Health sciences dean John O’Neil says, "This chair will be an important addition to our faculty, strengthening our capacity to respond to the health challenges of today and tomorrow.

“It will develop cancer survivorship research through a multidisciplinary approach that includes an examination of the effectiveness of clinical practice, psychosocial and quality-of-life interventions. It will also examine population health policy to ensure that the needs of a growing population of cancer survivors are being addressed." 
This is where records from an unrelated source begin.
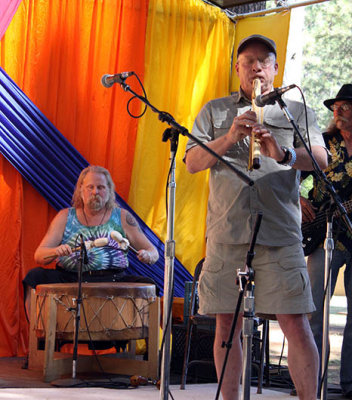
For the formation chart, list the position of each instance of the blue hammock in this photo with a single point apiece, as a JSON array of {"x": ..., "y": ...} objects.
[{"x": 48, "y": 161}]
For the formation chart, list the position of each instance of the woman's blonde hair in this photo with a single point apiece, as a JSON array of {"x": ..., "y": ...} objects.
[{"x": 77, "y": 201}]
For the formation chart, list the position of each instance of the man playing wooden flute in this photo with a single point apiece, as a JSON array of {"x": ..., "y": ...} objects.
[{"x": 282, "y": 288}]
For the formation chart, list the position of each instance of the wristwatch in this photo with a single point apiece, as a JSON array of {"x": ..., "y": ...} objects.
[{"x": 290, "y": 156}]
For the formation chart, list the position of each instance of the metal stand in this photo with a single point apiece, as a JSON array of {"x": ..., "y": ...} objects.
[
  {"x": 170, "y": 243},
  {"x": 171, "y": 134},
  {"x": 245, "y": 280},
  {"x": 83, "y": 259},
  {"x": 329, "y": 248}
]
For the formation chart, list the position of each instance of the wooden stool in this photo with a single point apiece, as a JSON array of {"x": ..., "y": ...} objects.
[{"x": 113, "y": 311}]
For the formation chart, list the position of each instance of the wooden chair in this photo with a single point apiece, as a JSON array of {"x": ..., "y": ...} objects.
[{"x": 115, "y": 311}]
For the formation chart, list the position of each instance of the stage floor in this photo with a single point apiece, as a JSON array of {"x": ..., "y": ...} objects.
[{"x": 17, "y": 383}]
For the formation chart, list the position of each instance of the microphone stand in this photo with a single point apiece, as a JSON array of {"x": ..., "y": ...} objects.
[
  {"x": 245, "y": 280},
  {"x": 170, "y": 243},
  {"x": 328, "y": 245}
]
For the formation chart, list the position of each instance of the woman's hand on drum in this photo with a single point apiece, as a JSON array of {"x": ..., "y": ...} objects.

The generosity of British Columbians Gordon and Leslie Diamond helped bring the nearly $5-million chair to life. In honour of his wife Leslie’s nearly 30-year cancer survivorship, Gordon added a $1-million gift to the B.C. Cancer Foundation’s $3.5-million contribution.

“I strive to support my community in ways that will have a wide-reaching and lasting impact, which this new Chair in Cancer Survivorship is certain to accomplish,” says Gordon Diamond. “And, most importantly I’ve experienced the significance of cancer survivorship as husband to my lovely wife, Leslie, who has been afforded nearly 30 healthy, memory-filled years post breast cancer.”